Mateo: the kids…the teachers…the grown ups! 

Stella: Teachers have to know! 

Arlo: It’s not just a kid problem!

As the children generated more and more signs, we continued finding dead bees outside and we were puzzled over what to do next with our garden. We rehearsed our waggle dance routine. Parents were set to visit Honey Forest for an end of year performance in just a couple of weeks! I also continued talking with colleagues and researching the impact pesticides have on bees; I wondered if I may find any additional connections that would help the children’s work. 

Right before our performance, a colleague sent me an article connecting waggle dancing to pesticide use. The science explains that when bees visit flowers where pesticides have been sprayed, the pesticides make them jumble up their waggle dance! The chemicals cause bees to get confused and their dance is no longer accurate, meaning they can’t communicate where the food source is to the rest of the hive.

I shared this research with the children and again we wondered, how can we help? After much brainstorming and researching through play, Lili had a big idea! She pointed at the pictures of our dance moves on the whiteboard and said:

Lili: The bees could come to us if they forgot how to dance. They could come watch us to remember the waggle moves!

Eden: We’ve already been helping! We’ve been dancing in Honey Forest. The bees 

have been watching from the trees! They like our waggle dance.

Remi: If they watch us dance then they can remember how to dance. 

Stella: Before we dance we have to invite them. We have to say, “bees come out!” 

Over the course of the year I had moments of feeling concerned that I wasn’t maintaining a healthy balance for children between being presented with a problem in the world and feeling empowered to fix it. Lili’s idea however offered the possibility that maybe we had already been helping the bees and didn’t even know it! There was a bigger purpose behind our waggle routine…we were doing the important work of helping the bees remember! Their waggle dance was advocacy. And in this advocacy they were proving to themselves, “we all are seen and heard. We belong here.
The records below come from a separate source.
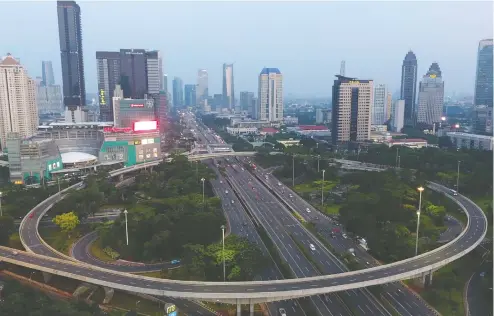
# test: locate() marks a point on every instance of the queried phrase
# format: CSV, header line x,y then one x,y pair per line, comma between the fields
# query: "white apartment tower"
x,y
351,115
270,102
379,109
18,108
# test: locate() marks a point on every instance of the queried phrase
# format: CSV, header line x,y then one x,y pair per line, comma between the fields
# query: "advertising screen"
x,y
145,126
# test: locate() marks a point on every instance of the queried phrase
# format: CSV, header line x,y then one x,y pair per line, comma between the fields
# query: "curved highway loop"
x,y
264,291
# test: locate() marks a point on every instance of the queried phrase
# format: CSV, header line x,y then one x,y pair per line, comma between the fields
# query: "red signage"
x,y
117,130
145,126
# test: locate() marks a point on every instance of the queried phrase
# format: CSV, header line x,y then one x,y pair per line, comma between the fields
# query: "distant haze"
x,y
305,40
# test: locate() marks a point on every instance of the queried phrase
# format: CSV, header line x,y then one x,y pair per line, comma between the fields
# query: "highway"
x,y
403,300
288,235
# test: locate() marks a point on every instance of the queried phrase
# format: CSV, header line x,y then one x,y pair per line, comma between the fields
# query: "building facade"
x,y
202,90
18,107
228,87
351,114
483,77
408,90
190,95
398,117
379,108
70,33
431,97
270,102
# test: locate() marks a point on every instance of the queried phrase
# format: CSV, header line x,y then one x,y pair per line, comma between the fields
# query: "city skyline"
x,y
458,62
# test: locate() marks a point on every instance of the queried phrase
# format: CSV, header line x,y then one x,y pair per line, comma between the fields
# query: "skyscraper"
x,y
178,92
190,94
351,114
270,95
74,91
18,108
379,108
228,87
409,86
431,96
47,73
108,69
202,92
483,78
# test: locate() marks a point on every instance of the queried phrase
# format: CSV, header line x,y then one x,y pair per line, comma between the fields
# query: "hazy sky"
x,y
305,40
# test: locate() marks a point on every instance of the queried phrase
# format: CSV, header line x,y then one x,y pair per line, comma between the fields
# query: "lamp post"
x,y
458,178
202,180
126,228
322,188
421,189
223,253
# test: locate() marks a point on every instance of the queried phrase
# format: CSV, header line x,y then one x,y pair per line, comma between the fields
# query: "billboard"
x,y
145,126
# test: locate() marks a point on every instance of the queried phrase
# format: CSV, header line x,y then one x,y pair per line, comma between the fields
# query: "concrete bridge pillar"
x,y
108,294
47,277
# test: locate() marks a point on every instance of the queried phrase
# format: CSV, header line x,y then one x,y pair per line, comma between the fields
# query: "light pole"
x,y
293,171
202,180
458,178
126,228
421,189
322,188
223,253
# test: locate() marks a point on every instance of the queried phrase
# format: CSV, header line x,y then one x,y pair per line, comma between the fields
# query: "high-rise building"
x,y
178,93
431,97
398,116
409,86
74,90
228,87
246,101
270,94
190,94
108,69
389,103
202,92
483,78
18,108
47,73
379,108
351,113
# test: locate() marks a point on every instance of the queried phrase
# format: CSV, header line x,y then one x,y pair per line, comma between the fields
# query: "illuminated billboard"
x,y
145,126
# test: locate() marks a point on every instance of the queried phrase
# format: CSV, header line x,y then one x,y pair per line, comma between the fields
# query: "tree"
x,y
67,221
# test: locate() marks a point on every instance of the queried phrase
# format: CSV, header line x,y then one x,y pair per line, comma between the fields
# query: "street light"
x,y
126,228
458,178
223,253
421,189
322,188
202,180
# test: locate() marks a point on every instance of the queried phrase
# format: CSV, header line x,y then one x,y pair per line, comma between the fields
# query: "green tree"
x,y
67,221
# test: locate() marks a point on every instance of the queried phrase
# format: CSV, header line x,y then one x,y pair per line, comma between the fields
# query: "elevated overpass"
x,y
255,291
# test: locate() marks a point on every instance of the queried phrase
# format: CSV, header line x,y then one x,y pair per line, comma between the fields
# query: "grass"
x,y
96,251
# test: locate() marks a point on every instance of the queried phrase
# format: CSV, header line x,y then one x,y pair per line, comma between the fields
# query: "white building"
x,y
18,108
398,116
471,141
379,109
431,96
270,107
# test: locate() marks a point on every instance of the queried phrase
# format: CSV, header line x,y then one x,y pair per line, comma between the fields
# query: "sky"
x,y
306,40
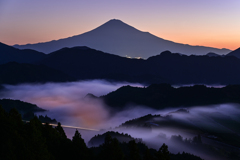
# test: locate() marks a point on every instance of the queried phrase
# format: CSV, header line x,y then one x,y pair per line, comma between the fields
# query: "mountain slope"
x,y
85,63
14,73
118,38
11,54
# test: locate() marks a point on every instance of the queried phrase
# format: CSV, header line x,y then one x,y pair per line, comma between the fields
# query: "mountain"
x,y
211,54
119,38
14,73
11,54
86,63
235,53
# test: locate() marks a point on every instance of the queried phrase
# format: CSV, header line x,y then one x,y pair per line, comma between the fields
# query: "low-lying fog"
x,y
66,102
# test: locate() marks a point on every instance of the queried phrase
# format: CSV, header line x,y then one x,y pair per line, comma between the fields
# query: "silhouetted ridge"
x,y
235,53
173,68
160,96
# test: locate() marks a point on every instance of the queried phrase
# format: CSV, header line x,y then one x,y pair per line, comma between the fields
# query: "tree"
x,y
147,155
111,149
134,151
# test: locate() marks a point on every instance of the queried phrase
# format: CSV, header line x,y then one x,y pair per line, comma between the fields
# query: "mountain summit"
x,y
119,38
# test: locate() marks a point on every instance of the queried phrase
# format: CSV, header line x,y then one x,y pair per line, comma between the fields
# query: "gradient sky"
x,y
214,23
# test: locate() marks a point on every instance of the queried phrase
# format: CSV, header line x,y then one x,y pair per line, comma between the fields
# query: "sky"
x,y
213,23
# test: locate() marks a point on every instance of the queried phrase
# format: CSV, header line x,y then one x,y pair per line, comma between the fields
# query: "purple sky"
x,y
212,23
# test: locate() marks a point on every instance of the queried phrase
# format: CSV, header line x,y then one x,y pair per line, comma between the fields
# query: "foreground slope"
x,y
119,38
85,63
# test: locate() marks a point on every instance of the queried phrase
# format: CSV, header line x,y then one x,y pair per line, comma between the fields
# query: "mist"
x,y
68,104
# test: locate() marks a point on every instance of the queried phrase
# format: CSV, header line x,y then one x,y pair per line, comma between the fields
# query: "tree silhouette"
x,y
60,130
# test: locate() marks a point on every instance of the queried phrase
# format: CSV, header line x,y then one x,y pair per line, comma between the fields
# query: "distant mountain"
x,y
11,54
211,54
235,53
14,73
159,96
117,37
85,63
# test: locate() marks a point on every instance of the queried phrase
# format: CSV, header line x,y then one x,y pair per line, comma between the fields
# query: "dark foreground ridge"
x,y
37,141
160,96
86,63
16,73
83,63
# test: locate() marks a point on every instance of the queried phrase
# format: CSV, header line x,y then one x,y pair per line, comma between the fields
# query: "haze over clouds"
x,y
210,23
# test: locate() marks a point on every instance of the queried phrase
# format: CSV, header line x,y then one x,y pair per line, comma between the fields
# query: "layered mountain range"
x,y
81,63
117,37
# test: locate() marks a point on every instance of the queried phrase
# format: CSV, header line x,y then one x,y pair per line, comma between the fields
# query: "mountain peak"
x,y
116,25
We matter. And how we help matters.” 

In the second to last week of school, we danced for families underneath our beloved honey trees. Before each performance the children invited the bees to peek out their doors in the honey trees to watch us. They said, “Bees! We want to help you remember!”

Following our dance performance, the children talked to the bees everyday. During morning adventures we found them on dandelions, in the garden, and in Honey Forest. I heard children asking the bees important questions:  

Yousif: Did you like our waggle dance, bees?

Arlo: Bees, did you watch us dance? 

Stella: Did we help you remember how to dance, bees?

Heaven: Do you remember now? 

Mateo: I hope you can remember! 

Wendy: We will show you again if you need more remembering!

We also planted our native species in the school garden. Although we learned that sometimes pesticides are sprayed there too, the children surrounded their planter boxes with signs that read “No Pesticides.” 

I never could have imagined the work we did together this year and the path that it took. If you would have asked me back in September what we might have studied or paid attention to this year, bees would not have been anywhere on the list. But over the course of this year, the bees captured the attention, awe, and wonder of this group of children. And in doing so, these children found something they cared deeply about in community with each other. This year was ALL about the bees. And also, it wasn’t about the bees at all. What the bees really taught us was about community and belonging. And how we all can help each other belong by communicating “You are seen. You are heard. You matter. You belong here.”